General Programming Information¶
Application and Library¶
The purpose of programming is to develop softwares/programs. There are many ways to categorize software entities. I prefer to generalize them into applications and libraries for teaching purposes. Applications are more commonly see in the courses as ad-hoc solutions to problems. They focus on executables that can be executed to finish some tasks. Libraries are reusable code entities. They focus on providing functions, classes, configurations, etc. to support programming of applications or other libraries.
Programming Languages¶
Programming languages can be categorized from many perspectives. Some of the commonly employed code categorizations are listed below:
Compiled, Interpreted
Typed, Untyped
High-level, Low-level
General purpose, Domain specific
Declarative
Logical
Procedural
Functional
Object-oriented
class-based
not class-based
Language |
Tags |
---|---|
Java |
Compiled+Interpreted, Typed, High-level, Object-oriented, Class-based, General purpose |
C++ |
Compiled, Typed, High-level, Object-oriented, Class-based, General purpose |
Python |
Interpreted, Untyped, High-level, Object-oriented, Class-based, General purpose |
C |
Compiled, Typed, High-level, Procedural, General purpose |
Javascript |
Interpreted, Untyped, High-level, Object-oriented, not class-based, General purpose |
SQL |
Interpreted, High-level, Declarative, Domain specific |
Coding style¶
A coding style includes naming, formatting, indentation, blank spacing, comment and documentation. It affects the readability and maintainability of source code files.

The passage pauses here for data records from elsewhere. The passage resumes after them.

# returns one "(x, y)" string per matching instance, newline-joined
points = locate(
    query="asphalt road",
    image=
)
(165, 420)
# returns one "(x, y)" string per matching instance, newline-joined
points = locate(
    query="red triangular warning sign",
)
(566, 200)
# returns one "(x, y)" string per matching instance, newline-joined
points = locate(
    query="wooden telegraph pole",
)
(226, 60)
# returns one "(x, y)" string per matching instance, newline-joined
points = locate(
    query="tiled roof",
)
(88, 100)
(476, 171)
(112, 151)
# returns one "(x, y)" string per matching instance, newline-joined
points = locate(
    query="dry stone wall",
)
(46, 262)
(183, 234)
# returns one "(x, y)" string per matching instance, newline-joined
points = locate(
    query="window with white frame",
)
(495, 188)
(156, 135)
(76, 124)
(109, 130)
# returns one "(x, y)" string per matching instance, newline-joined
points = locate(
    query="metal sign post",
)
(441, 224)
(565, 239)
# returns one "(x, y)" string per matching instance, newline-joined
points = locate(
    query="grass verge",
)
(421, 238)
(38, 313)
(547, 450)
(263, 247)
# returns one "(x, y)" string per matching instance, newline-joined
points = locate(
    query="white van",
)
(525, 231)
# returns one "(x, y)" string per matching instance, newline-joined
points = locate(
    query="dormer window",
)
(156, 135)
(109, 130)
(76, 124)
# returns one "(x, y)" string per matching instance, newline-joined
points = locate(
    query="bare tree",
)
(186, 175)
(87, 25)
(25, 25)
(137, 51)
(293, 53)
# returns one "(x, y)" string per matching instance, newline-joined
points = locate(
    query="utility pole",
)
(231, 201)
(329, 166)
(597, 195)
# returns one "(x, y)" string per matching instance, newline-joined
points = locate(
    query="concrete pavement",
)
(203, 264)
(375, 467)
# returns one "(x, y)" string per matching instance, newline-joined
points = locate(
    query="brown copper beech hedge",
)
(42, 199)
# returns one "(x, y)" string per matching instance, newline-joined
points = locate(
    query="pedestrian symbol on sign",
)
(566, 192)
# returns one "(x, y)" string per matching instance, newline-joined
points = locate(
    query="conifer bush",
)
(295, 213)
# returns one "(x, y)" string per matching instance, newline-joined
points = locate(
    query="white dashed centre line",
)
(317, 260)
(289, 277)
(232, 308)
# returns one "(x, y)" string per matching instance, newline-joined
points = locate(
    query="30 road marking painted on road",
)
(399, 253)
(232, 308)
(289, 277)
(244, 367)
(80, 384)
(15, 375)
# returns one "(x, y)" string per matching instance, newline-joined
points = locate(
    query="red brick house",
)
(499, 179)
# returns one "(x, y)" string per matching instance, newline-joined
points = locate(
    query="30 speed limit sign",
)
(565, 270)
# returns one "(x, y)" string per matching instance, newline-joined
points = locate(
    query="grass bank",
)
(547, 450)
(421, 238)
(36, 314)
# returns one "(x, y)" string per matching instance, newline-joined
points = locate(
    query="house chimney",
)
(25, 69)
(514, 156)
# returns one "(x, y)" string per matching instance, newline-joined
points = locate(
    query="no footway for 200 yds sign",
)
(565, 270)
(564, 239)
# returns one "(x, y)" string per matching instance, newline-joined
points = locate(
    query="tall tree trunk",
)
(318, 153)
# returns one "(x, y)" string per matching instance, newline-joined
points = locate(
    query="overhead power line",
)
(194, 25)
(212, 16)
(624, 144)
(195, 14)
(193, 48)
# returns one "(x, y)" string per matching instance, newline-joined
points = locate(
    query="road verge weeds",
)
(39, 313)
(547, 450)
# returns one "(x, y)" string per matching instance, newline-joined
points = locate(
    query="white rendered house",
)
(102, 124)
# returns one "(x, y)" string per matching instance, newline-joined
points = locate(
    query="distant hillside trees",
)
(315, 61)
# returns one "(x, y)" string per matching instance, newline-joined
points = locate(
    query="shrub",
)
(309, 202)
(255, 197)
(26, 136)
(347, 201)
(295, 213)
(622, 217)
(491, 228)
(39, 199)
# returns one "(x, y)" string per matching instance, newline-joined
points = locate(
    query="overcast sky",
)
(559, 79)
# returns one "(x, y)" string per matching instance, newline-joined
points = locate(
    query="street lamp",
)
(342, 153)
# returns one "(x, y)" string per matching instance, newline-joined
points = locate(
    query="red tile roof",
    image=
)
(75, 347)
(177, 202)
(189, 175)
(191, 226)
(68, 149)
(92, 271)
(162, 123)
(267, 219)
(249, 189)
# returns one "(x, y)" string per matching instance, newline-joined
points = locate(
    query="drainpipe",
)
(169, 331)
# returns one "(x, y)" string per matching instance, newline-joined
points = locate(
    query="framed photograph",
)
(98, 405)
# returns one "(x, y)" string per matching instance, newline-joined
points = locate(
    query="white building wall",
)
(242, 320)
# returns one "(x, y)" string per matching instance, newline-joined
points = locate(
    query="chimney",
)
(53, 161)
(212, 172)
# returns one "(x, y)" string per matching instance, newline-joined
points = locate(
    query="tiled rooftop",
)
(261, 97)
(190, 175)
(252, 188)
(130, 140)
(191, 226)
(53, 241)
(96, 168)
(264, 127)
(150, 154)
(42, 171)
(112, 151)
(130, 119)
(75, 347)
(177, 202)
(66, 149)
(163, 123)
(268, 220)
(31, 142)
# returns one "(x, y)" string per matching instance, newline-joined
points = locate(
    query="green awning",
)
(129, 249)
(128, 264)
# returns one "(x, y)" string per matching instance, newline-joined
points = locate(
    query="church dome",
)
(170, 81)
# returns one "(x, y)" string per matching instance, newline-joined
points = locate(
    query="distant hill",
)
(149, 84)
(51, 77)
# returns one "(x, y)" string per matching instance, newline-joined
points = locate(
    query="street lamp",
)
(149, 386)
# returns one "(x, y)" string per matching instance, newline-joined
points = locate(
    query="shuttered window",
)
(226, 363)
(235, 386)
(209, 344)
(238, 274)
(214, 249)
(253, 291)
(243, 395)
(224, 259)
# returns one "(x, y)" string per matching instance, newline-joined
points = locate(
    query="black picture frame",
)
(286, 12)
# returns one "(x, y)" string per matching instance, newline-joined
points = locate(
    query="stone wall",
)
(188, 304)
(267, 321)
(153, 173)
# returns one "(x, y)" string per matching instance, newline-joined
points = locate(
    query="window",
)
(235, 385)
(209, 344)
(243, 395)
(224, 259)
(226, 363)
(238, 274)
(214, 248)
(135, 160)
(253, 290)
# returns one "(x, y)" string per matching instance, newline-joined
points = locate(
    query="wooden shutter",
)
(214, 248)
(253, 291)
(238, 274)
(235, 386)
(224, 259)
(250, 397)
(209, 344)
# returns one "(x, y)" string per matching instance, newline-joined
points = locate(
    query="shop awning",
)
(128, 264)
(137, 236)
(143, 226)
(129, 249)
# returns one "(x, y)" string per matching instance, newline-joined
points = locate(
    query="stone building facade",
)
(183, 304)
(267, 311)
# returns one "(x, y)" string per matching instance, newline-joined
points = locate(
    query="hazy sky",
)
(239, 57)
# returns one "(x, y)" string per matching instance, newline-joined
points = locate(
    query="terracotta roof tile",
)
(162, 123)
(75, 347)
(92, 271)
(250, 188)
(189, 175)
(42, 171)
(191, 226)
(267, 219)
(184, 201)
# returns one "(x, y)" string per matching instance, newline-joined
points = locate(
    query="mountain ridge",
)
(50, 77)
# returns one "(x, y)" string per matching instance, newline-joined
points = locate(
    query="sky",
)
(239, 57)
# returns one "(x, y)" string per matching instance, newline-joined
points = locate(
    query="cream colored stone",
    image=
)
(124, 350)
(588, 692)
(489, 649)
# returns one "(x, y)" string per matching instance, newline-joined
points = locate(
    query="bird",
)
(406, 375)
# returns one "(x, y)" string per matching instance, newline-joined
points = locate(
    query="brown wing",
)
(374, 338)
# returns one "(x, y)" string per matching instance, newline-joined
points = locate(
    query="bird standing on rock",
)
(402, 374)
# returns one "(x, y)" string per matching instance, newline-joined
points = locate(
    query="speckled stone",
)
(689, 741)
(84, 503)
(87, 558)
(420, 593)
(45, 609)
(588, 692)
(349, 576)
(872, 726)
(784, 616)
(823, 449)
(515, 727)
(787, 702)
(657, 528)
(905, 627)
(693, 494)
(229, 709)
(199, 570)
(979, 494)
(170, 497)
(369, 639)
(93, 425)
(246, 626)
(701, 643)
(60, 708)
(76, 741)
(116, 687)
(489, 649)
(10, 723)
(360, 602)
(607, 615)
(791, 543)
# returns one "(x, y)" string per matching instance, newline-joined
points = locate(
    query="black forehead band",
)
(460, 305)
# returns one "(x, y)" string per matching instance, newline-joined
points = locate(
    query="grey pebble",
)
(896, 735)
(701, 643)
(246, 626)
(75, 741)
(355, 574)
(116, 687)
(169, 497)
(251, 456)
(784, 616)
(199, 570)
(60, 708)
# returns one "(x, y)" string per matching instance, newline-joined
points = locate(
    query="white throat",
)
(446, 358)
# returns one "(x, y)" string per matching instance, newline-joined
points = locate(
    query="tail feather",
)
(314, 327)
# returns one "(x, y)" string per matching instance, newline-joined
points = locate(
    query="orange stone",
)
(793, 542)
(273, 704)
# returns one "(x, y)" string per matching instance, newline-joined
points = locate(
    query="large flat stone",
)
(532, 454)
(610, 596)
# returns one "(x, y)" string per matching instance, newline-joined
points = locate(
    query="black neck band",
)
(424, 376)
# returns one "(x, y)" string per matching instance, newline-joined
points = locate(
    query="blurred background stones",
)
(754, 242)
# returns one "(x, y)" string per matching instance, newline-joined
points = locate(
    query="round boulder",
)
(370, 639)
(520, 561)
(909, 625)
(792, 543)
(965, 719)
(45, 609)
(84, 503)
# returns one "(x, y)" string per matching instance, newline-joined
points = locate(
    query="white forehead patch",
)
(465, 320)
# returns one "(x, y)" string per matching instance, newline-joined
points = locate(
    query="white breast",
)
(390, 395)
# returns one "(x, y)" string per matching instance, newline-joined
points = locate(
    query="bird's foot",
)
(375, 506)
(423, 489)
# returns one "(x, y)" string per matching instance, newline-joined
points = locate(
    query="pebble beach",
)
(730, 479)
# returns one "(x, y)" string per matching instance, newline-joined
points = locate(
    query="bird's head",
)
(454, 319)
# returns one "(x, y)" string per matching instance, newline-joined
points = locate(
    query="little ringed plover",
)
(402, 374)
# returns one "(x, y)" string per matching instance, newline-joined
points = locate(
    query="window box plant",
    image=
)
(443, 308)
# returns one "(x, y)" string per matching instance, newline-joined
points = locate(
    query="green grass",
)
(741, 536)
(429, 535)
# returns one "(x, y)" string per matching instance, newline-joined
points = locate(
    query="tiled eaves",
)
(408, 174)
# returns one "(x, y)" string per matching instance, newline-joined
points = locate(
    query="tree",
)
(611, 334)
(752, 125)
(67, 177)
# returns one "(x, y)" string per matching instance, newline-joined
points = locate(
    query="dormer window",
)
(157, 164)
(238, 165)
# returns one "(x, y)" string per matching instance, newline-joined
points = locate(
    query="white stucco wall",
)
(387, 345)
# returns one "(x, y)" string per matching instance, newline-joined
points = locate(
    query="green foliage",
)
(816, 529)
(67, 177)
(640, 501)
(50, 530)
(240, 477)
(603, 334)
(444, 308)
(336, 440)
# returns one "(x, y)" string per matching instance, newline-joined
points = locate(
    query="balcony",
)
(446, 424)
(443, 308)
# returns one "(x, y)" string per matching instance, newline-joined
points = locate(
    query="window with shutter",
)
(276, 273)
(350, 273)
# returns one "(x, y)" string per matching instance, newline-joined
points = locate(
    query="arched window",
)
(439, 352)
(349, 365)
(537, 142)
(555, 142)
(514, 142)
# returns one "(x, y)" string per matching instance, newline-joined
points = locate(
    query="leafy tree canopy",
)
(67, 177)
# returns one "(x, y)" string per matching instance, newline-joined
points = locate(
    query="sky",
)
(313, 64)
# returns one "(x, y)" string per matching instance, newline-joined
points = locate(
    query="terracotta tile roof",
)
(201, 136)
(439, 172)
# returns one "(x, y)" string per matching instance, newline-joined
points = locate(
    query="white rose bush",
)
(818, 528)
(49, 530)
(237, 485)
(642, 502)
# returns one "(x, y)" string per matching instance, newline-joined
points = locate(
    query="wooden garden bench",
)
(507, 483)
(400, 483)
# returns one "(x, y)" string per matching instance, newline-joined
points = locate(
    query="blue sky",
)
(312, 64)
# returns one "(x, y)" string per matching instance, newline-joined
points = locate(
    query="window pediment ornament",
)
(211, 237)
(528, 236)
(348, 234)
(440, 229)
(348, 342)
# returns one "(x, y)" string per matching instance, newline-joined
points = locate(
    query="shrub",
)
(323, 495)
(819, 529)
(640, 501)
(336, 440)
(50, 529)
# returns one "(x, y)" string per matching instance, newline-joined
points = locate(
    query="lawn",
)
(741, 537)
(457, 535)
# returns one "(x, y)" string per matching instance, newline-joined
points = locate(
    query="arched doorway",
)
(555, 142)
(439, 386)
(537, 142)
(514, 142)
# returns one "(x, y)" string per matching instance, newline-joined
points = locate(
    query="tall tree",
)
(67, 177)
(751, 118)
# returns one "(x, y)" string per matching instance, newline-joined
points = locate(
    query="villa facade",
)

There are many coding style conventions as part of coding standards or guidelines from various companies, universities, and organizations. They are widely adopted and confirmed to be effective. Choose one to follow and stick to it. Many programmer’s editors and IDEs have built-in support to them.
If your instructor requires everyone to follow a certain style, follow it! It will help the communication, teaching and grading process a lot.
The minimum requirement is to be consistent. Do not mix styles in one project.
Sometimes you will be working with existing code and it is a good idea to align the code style to the existing one.
Comments and Documentations¶
Documentations are special comments employed to provide documents for programs, functions, classes, and class members; They are employed to provide reference to the user of the program on how the entities can/should be used. Tools like Doxygen, Sphinx can extract documentations from source code files and create standalone documentation in sharable format like HTML, PDF, etc.
Explains a line or a code snippet; To be used by the programmer about the internal details that cannot be easily learned from direct code reading. They are also employed to mark important places in the source code where everyone should pay attention. Tags like TODO, FIXME, WIP are commonly seen in comments in unfinished codes. Comments in finished code can be avoid most of the time with proper naming of variables, functions, classes, namespaces, etc.